What I’ve Got – Thermal Desire

When discussing sensory experiences, we often limit ourselves to the over-simplified standard of sight, hearing, touch, taste, and smell. Neurologists, meanwhile, have identified between nine and twenty-one distinct senses. Both designers and consumers would benefit from further research into these senses, as well as the numerous ways they break down and recombine with each other.

One sensory quality that is extremely relevant but rarely addressed in architecture is thermal experience. The global trend toward standardized interior environments is worrisome for both the planet and for people. In terms of desire, it is ridiculous to assume that all people everywhere have similar thermal preferences, and that these thermal preferences remain static throughout the day, the year, and their lifetime. In fact, people often seek out contrasting thermal environments. There is unique sensory enjoyment in baking in the sun before leaping into a cold ocean, rolling in the snow before jumping into a hot tub, or sipping a hot coffee on a cool day. While such extremes are impractical for places like offices and schools, a smaller range of temperatures, based on climate, season, and activity, is still desirable. The classic Persian garden, with its diversity of natural elements and microclimates, allows people to choose their preferred balance of sun, warmth, and humidity.
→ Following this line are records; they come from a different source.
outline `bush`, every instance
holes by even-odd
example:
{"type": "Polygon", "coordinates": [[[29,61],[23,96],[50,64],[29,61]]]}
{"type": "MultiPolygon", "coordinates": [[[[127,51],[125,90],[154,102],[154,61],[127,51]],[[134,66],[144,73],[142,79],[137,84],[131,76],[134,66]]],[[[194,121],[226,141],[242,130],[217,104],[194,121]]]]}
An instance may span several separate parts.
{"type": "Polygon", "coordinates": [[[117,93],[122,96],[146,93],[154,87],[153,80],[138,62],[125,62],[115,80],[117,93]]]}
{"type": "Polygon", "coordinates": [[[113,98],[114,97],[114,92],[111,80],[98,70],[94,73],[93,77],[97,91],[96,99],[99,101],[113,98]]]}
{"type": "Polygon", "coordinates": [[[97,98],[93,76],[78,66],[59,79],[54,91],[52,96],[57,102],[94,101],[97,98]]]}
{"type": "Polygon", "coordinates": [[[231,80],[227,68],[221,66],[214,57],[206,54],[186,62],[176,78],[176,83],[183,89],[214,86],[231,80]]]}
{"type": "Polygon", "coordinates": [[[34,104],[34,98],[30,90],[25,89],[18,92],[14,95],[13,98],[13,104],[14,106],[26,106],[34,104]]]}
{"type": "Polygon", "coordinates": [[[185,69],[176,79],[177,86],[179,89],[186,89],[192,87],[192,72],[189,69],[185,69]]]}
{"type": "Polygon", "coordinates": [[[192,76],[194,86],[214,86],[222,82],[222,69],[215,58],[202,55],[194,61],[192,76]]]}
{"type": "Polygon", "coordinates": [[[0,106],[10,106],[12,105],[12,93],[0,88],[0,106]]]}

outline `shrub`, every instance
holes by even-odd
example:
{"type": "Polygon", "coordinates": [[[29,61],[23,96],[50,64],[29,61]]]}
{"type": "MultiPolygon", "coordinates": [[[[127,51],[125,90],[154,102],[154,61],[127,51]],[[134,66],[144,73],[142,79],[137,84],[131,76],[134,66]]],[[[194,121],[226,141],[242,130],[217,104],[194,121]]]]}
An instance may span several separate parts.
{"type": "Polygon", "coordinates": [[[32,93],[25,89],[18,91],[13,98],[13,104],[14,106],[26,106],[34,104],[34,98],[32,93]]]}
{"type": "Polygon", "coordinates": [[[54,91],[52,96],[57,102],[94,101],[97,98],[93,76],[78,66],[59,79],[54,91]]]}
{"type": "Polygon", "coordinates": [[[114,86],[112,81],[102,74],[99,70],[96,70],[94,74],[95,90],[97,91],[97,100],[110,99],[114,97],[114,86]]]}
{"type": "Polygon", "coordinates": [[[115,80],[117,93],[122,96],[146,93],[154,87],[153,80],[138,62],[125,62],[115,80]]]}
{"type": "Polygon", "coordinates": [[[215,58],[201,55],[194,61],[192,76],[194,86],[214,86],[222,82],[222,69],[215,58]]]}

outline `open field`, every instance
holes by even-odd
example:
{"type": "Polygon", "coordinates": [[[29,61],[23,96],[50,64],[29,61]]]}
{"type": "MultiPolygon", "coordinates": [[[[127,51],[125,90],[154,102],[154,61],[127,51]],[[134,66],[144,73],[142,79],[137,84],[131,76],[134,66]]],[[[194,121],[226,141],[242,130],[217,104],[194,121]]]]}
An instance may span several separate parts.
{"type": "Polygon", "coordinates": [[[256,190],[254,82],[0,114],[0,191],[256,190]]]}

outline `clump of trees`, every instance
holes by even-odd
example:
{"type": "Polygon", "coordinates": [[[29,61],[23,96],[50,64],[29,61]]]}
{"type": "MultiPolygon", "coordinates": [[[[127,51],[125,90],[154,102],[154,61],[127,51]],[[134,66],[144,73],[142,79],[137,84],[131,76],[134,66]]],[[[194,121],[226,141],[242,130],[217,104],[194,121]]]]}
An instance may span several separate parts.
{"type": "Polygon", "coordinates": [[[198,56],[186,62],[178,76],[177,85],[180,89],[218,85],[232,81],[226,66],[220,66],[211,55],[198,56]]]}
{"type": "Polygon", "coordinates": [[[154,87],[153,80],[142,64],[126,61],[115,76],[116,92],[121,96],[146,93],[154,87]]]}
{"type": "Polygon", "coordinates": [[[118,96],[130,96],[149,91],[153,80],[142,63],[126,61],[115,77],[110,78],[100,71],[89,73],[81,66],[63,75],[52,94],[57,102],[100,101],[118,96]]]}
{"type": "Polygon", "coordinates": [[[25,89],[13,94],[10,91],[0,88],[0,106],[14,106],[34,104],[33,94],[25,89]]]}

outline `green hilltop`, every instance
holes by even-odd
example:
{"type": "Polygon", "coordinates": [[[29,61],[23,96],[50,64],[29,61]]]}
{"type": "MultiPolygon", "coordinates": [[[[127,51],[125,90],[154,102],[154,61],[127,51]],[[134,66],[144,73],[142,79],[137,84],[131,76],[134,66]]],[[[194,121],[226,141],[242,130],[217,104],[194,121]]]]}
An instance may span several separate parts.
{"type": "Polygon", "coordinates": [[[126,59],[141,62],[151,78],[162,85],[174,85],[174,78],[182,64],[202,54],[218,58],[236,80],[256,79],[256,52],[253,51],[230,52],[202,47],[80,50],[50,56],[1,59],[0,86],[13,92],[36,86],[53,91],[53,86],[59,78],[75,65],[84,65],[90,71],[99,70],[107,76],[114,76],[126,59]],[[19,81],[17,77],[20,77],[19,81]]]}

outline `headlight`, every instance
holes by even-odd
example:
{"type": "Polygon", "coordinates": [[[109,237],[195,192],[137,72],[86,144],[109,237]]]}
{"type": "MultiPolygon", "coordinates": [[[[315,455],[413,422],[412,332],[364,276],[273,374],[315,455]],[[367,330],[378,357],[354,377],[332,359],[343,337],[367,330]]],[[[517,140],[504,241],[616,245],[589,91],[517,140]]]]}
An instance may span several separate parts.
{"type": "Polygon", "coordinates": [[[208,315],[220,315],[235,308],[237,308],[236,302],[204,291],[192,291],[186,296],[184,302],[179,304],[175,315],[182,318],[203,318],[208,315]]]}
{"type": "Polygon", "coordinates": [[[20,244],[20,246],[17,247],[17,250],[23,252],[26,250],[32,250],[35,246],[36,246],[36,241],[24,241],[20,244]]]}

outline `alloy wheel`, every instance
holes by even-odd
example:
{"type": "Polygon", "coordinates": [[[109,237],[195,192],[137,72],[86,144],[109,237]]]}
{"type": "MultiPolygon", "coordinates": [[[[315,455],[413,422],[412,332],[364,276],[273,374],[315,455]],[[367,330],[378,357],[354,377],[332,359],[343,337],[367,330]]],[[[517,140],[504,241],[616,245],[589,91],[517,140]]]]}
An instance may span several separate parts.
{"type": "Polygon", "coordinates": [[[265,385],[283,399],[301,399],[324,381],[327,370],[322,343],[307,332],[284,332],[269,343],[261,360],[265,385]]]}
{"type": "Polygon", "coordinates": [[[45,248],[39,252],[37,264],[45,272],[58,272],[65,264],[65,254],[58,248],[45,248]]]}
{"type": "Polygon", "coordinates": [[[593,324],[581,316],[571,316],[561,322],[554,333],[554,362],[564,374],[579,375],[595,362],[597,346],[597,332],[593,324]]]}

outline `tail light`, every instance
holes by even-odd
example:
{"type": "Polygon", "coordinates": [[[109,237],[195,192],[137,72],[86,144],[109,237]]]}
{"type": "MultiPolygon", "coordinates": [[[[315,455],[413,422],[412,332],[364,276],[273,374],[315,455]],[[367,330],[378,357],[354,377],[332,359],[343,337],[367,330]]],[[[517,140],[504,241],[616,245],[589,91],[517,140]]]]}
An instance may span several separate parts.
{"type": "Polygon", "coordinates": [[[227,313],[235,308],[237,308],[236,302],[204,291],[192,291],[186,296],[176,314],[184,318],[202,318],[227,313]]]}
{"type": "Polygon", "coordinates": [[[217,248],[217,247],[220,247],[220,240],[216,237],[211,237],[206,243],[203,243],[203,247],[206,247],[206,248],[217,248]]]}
As we enjoy the spring days ahead, we might keep in mind the following quote from Lisa Heschong’s seminal book, Thermal Delight:

A proper gourmet meal has a wide variety of tastes – salty, sweet, spicy, savory – so that the taste buds can be renewed and experience each flavor afresh. This renewal mechanism seems to be especially active for the thermal sense when we experience a temperature change within the basic comfort zone. There is an extra delight in the delicious comfort of a balmy spring day as I walk beneath a row of trees and sense the alternating warmth and coolness of sun and shade (19).